Le joueur fantôme à 8 millions d'euros
C’est un dossier qui symbolise à lui seul les errances stratégiques de la précédente gouvernance sportive de John Textor. Recruté en provenance de Nottingham Forest pour une somme initiale proche des 8 millions d’euros, le gardien américain Matt Turner n'aura finalement laissé aucune trace dans le Forez. Pire encore : le portier de 32 ans n'a jamais disputé la moindre minute sous la tunique des Gones.
Prêté dès 2025 à la franchise MLS de New England pour retrouver du temps de jeu, le natif de Park Ridge ne reviendra jamais en Europe. L'OL cherche aujourd'hui activement à assainir ses comptes et à faire de la place dans son vestiaire. Le transfert définitif de Turner apparaît donc comme la solution idoine pour tourner définitivement la page et s'offrir une bouffée d'air frais appréciable sur le plan comptable.

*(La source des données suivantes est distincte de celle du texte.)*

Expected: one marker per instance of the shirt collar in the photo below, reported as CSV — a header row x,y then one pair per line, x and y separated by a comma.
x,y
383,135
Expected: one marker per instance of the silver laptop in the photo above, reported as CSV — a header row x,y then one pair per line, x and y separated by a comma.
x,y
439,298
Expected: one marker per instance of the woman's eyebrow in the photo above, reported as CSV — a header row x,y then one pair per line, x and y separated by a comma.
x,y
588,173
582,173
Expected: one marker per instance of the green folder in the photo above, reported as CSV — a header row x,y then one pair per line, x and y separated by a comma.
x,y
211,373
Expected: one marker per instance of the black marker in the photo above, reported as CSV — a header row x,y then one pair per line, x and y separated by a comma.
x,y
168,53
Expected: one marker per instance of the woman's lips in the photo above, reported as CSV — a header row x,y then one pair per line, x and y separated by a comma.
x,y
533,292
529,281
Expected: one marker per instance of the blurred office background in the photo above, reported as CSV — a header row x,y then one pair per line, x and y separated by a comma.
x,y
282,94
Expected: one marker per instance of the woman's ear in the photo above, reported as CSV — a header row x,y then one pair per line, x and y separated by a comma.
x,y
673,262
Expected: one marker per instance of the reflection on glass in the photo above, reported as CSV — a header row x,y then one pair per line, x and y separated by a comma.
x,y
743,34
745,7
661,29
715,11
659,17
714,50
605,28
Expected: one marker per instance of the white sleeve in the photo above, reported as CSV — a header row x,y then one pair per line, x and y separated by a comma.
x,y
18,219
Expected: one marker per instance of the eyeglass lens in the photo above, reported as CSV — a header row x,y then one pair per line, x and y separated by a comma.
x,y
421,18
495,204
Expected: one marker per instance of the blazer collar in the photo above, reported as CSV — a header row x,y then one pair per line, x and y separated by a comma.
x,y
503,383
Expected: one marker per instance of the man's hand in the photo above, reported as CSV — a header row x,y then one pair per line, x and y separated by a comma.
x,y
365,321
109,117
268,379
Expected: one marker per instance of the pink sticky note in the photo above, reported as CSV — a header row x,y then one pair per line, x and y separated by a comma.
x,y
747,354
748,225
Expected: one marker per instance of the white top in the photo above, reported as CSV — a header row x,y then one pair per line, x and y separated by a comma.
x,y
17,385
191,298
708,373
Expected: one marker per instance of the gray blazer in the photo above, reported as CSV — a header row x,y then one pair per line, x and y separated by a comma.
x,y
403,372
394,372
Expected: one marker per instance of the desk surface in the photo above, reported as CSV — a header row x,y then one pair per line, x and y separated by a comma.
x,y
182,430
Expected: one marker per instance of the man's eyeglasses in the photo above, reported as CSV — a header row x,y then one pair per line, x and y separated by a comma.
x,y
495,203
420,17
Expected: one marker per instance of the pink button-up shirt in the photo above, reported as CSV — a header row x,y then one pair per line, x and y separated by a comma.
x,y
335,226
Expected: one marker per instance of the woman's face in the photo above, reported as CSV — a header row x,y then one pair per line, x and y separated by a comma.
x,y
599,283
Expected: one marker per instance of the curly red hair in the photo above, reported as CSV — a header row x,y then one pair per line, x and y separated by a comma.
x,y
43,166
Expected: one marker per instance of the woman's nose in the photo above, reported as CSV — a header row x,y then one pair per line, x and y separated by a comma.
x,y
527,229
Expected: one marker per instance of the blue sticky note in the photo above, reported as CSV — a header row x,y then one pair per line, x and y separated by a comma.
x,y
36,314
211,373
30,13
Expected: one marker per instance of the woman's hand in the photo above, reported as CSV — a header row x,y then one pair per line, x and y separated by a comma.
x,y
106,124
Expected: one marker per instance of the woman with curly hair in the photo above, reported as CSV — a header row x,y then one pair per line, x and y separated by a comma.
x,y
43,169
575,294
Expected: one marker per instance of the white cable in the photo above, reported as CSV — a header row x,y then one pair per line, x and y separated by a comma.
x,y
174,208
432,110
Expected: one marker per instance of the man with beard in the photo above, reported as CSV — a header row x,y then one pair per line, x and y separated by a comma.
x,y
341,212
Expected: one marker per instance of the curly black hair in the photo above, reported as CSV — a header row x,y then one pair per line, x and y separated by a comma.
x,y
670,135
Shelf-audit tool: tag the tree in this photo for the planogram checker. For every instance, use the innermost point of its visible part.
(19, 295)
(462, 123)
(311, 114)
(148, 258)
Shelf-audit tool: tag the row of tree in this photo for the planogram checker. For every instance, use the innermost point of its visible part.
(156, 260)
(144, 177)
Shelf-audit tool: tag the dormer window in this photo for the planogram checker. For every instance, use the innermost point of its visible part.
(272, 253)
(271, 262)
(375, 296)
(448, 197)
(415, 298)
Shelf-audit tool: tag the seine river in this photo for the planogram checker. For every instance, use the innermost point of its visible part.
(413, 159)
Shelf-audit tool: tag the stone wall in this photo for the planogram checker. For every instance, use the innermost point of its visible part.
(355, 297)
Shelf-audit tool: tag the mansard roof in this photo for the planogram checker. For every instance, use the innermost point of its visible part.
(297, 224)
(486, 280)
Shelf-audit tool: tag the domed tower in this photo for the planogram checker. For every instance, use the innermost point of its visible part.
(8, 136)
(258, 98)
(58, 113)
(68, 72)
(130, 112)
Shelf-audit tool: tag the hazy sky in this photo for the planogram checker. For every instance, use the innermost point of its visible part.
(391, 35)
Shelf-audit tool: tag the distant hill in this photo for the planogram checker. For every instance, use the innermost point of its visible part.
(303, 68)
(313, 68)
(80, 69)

New England passe à l'offensive pour boucler l'accord
Du côté des États-Unis, on ne s'en cache plus : on souhaite conserver le joueur coûte que coûte. Interrogé sur les ondes locales, Chris Tierney, le manager général de New England, a confirmé la tenue de discussions brûlantes entre toutes les parties. « Il y a Lyon, il y a nous, et il y a Matt. Je pense que l’accord doit avoir du sens pour les trois entités afin que cela fonctionne. Nous travaillons très activement en coulisses pour que cela se concrétise rapidement », a-t-il lâché.
Bien que lié à l'OL jusqu'en juin 2028, le gardien dispose d'une clause de transfert valorisée à hauteur de 3 millions d'euros. Une coquette somme qui permettrait à l’écurie lyonnaise de limiter la casse et de récupérer une partie de son investissement de départ.

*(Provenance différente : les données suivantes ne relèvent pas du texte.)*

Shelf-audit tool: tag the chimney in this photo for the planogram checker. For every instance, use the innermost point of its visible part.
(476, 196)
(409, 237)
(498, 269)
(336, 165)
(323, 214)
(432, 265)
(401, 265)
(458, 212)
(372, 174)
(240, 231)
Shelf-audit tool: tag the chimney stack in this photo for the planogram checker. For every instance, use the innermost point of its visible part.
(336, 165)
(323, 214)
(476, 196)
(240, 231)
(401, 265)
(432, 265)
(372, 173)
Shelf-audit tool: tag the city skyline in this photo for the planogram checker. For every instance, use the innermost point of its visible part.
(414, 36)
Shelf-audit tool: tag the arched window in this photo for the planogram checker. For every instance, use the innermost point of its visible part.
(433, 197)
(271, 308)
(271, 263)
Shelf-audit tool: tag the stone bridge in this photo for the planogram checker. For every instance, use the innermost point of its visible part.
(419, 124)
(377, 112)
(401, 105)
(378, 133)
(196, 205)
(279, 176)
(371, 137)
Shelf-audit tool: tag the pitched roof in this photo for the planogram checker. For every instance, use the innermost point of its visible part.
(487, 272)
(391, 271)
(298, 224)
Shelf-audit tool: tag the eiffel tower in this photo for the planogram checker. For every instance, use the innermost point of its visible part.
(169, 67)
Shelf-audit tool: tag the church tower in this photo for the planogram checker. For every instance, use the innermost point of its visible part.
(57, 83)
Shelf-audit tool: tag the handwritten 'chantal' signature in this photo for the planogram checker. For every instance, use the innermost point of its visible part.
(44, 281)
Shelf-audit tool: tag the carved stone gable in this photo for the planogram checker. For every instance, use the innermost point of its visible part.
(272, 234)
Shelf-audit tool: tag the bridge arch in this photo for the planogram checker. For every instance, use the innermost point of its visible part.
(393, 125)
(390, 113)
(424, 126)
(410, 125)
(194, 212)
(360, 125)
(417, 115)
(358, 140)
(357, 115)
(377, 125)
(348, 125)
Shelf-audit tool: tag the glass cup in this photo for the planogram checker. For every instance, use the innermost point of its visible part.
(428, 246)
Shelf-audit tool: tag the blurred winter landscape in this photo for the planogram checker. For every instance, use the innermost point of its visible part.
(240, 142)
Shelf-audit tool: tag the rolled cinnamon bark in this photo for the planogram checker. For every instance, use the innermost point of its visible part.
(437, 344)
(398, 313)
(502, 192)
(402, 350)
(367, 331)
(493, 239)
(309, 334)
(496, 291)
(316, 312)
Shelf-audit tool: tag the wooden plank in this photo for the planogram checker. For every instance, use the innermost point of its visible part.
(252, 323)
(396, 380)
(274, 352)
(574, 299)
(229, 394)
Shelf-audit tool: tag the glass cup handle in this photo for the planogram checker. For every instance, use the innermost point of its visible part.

Actuellement sur le pont avec la sélection des États-Unis pour disputer la Coupe du monde 2026, le dernier rempart américain compte sur cette vitrine planétaire pour briller avant de parapher son nouveau contrat. Pour l'OL, ce ne sera pas la vente du siècle, mais elle coche toutes les cases de la vente intelligente : propre, utile et salvatrice pour lancer les grandes manœuvres estivales.